NICKNAMES I GAVE THE PEOPLE I'M NEAR IN CLASS SO AS NOT TO LEARN THEIR NAMES

Inspired by @siddharthainc
  1. Red pants guy
    4 classes, has worn bright red pants to each class. Not track-type pants, regular pants. I'm going to pay attention to see if they are different pairs or the same pair.
  2. Top half hot
    Nice hair, great scruffy beard, VERY attractive. But wears weird skinny jeans that do not go with the kind of rebel, rugged up top look.
  3. Bottom half hot
    Perfect broken in jeans, no socks, laid back deck shoe vibe, but top half is plain colored t-shirts, bad haircut, squeaky voice. If only I could invent a machine to combine the two.
  4. I want your hair
    Perfect shiny bouncy wavy red hair. Completely natural, always looks perfect and Unfussy. Spends class time shopping on her laptop for open toed boots.
  5. Posture girl
    Poker straight hair, posture, figure. Spends class time shopping for wireless routers. (I sit in the back row.)
  6. Pregnant girl
    Self explanatory. (Caveat:She told us she was pregnant and due in November. @Boogie I would NEVER ask.)
  7. Athletic hat girls
    Two of them.
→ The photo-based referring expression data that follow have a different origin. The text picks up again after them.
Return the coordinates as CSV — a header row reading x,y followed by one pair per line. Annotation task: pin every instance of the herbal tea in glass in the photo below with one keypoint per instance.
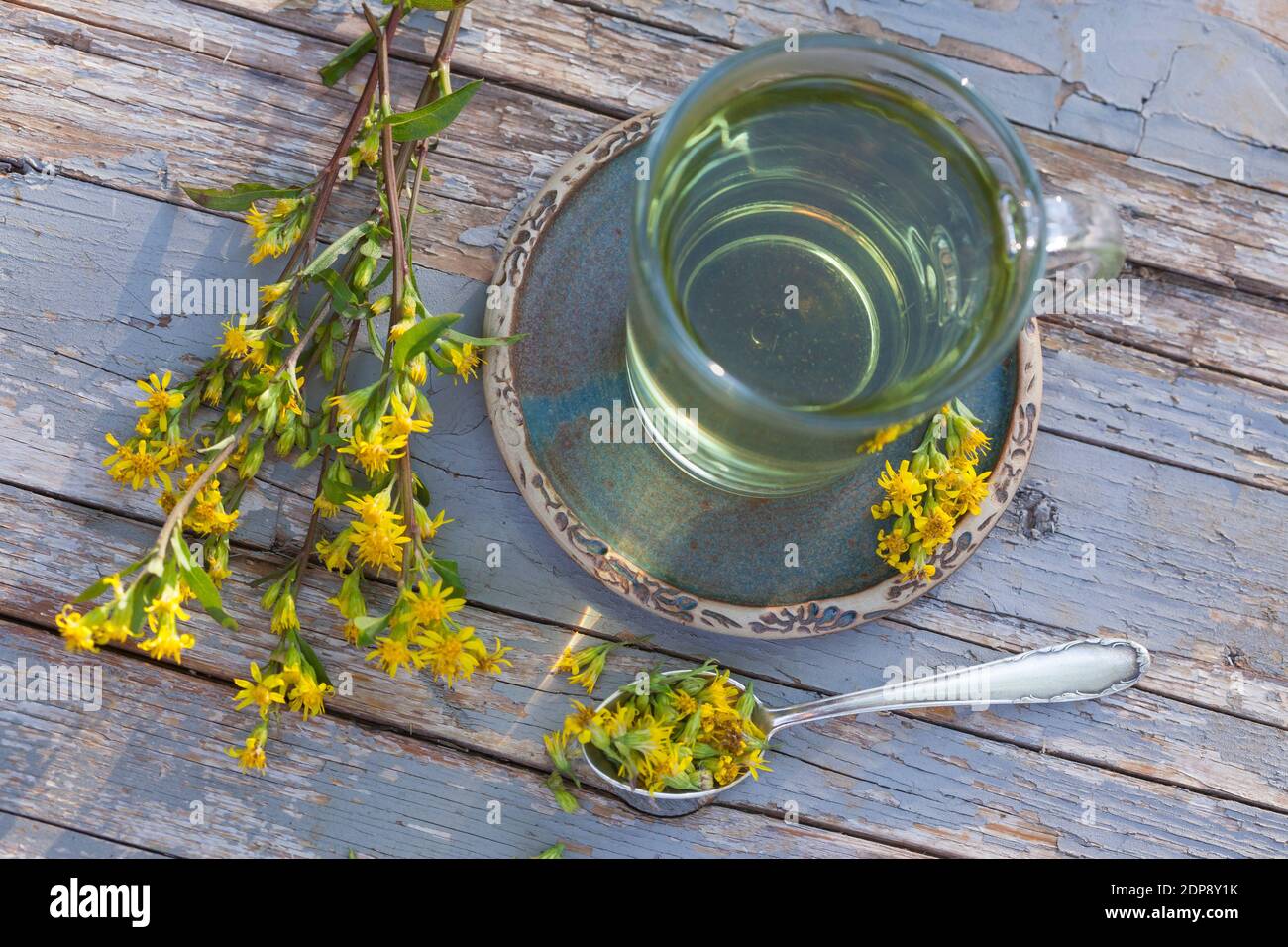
x,y
828,240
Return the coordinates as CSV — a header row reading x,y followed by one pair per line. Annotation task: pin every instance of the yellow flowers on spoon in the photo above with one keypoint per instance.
x,y
670,731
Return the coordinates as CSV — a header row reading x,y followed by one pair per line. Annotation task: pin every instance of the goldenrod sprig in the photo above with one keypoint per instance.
x,y
258,389
927,495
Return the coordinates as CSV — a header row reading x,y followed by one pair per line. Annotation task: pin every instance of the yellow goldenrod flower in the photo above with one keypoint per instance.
x,y
76,633
432,526
307,696
380,545
587,665
430,605
166,643
726,771
400,423
391,654
892,545
159,401
374,451
239,342
249,755
335,553
579,723
140,462
494,660
465,360
273,291
902,487
283,613
934,528
450,655
261,690
971,489
417,369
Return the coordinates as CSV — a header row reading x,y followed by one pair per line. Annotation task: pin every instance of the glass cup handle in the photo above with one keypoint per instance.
x,y
1085,239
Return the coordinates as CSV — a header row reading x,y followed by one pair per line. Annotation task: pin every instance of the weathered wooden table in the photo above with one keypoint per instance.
x,y
1154,508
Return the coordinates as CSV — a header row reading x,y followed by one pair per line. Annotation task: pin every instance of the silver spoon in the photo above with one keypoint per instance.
x,y
1080,671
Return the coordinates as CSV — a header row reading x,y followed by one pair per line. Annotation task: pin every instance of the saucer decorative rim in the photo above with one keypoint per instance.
x,y
629,579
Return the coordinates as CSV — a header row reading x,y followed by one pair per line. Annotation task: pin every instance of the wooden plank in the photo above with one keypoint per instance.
x,y
26,838
149,767
505,145
879,771
1183,84
132,125
468,476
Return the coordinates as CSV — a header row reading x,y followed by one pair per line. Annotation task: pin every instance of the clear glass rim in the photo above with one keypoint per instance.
x,y
648,265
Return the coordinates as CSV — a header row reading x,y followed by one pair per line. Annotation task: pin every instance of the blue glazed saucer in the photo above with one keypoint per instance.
x,y
773,569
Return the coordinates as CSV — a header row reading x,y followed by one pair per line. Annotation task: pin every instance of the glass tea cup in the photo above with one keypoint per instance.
x,y
831,236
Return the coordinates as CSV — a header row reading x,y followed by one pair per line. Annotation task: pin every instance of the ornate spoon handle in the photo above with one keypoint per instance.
x,y
1080,671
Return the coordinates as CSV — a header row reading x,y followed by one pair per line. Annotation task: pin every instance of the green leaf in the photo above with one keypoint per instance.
x,y
342,296
432,119
204,587
447,571
201,583
339,247
310,656
420,337
484,342
239,197
348,56
369,628
441,363
377,344
101,585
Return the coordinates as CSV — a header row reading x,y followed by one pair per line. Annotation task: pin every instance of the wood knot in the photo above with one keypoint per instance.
x,y
1038,513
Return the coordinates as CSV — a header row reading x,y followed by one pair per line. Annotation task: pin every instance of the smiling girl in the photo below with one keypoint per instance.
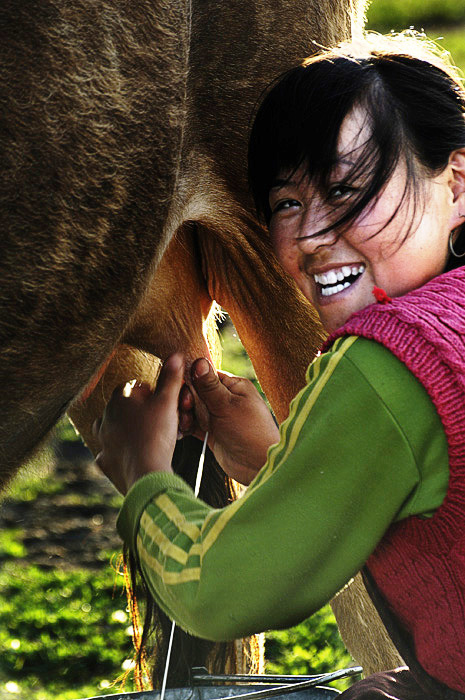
x,y
357,165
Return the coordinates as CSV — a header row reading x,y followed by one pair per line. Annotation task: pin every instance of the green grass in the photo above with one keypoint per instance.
x,y
442,20
384,15
63,634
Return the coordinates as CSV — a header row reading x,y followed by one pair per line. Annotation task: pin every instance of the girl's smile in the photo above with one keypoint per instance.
x,y
396,243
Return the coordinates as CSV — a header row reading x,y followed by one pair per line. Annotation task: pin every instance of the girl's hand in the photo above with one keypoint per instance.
x,y
240,426
138,432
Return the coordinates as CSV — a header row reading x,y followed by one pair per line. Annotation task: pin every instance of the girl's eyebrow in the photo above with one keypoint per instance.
x,y
279,183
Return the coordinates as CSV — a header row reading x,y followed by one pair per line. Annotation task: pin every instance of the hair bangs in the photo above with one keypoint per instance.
x,y
298,124
297,128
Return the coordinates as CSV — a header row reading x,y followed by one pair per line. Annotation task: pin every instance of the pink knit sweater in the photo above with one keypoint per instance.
x,y
419,566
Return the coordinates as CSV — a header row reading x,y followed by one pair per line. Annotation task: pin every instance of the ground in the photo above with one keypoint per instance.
x,y
72,522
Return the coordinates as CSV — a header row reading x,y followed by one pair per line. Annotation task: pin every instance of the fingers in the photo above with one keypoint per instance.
x,y
208,386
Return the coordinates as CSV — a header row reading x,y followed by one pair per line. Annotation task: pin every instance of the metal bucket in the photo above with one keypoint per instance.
x,y
214,688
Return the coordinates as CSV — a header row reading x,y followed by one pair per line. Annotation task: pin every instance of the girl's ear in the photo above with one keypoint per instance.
x,y
457,187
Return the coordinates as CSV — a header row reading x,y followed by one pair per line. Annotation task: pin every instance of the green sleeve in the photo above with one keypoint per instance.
x,y
343,471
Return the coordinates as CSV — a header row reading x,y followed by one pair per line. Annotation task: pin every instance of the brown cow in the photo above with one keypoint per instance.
x,y
124,128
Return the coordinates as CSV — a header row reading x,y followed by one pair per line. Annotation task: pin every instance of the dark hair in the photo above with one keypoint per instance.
x,y
414,100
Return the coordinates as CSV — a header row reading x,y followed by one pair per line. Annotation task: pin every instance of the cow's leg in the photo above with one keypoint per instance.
x,y
174,315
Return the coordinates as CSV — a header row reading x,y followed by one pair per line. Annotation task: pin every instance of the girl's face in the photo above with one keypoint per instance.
x,y
338,273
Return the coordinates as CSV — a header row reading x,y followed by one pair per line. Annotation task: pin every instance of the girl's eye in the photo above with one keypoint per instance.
x,y
339,190
285,205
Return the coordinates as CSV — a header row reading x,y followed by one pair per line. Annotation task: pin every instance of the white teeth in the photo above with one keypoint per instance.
x,y
328,291
338,274
331,277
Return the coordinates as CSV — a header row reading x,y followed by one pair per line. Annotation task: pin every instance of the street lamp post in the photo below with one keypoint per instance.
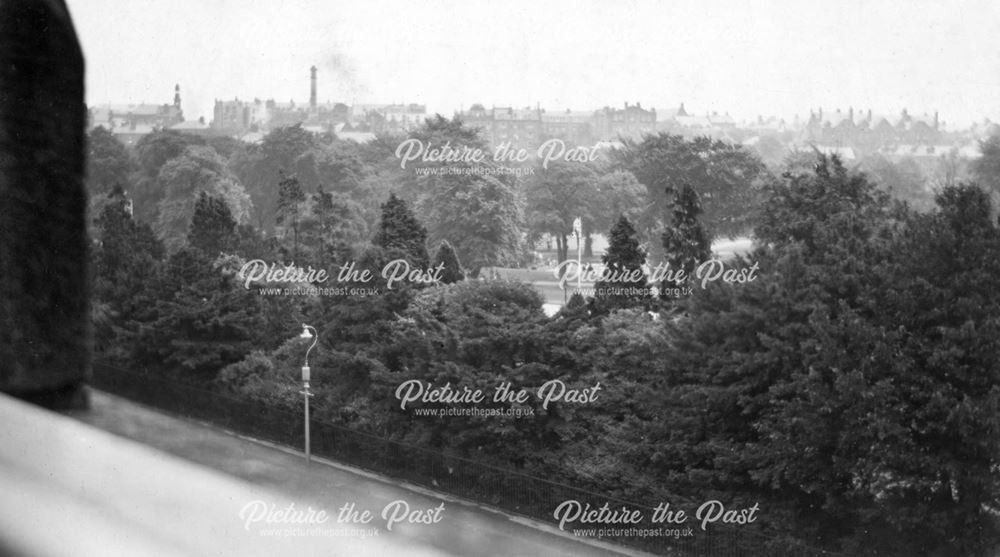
x,y
307,332
578,232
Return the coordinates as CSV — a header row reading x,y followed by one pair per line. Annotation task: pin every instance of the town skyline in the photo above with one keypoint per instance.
x,y
768,58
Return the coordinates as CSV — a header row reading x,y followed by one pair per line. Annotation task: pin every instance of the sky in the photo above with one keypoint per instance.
x,y
746,58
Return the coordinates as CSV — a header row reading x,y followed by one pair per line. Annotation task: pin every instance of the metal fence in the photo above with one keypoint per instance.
x,y
508,490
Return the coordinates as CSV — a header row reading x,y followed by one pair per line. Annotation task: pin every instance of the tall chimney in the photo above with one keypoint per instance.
x,y
312,88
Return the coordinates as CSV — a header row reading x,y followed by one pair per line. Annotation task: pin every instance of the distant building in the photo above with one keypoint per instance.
x,y
389,118
573,127
631,122
129,122
871,132
521,128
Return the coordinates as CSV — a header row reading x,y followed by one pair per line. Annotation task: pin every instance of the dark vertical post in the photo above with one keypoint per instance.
x,y
44,308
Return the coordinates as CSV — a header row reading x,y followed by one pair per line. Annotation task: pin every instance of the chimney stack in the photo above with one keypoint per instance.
x,y
312,88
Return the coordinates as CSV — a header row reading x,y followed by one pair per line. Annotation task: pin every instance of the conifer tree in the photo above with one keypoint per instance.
x,y
685,242
213,228
452,267
400,234
624,280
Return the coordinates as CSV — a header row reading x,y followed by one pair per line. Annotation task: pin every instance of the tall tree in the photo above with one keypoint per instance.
x,y
560,194
447,257
259,168
480,217
197,170
400,234
213,229
623,283
152,152
727,177
685,243
290,197
108,162
848,385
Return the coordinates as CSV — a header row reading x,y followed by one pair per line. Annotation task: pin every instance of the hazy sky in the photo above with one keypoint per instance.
x,y
770,57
Come to class with messy bun in a ball cap and exercise gear. Talk to each other about their Total Body Shred class. (I'm a tiny bit jealous.)
  8. How many flowered dresses does this sweaty girl own?
    Oh wait that's me and the results of my uphill climb to class.
  9. 3 blondes
    Very similar blond girls who haven't said a word in four classes.
  10. 3 non-blondes
    Very similar brunette girls who haven't said a word in four classes. (For comparison, I've talked 22 times.)
  11. Hawaii boy
    Born in Hawaii. I mostly just feel sorry for him.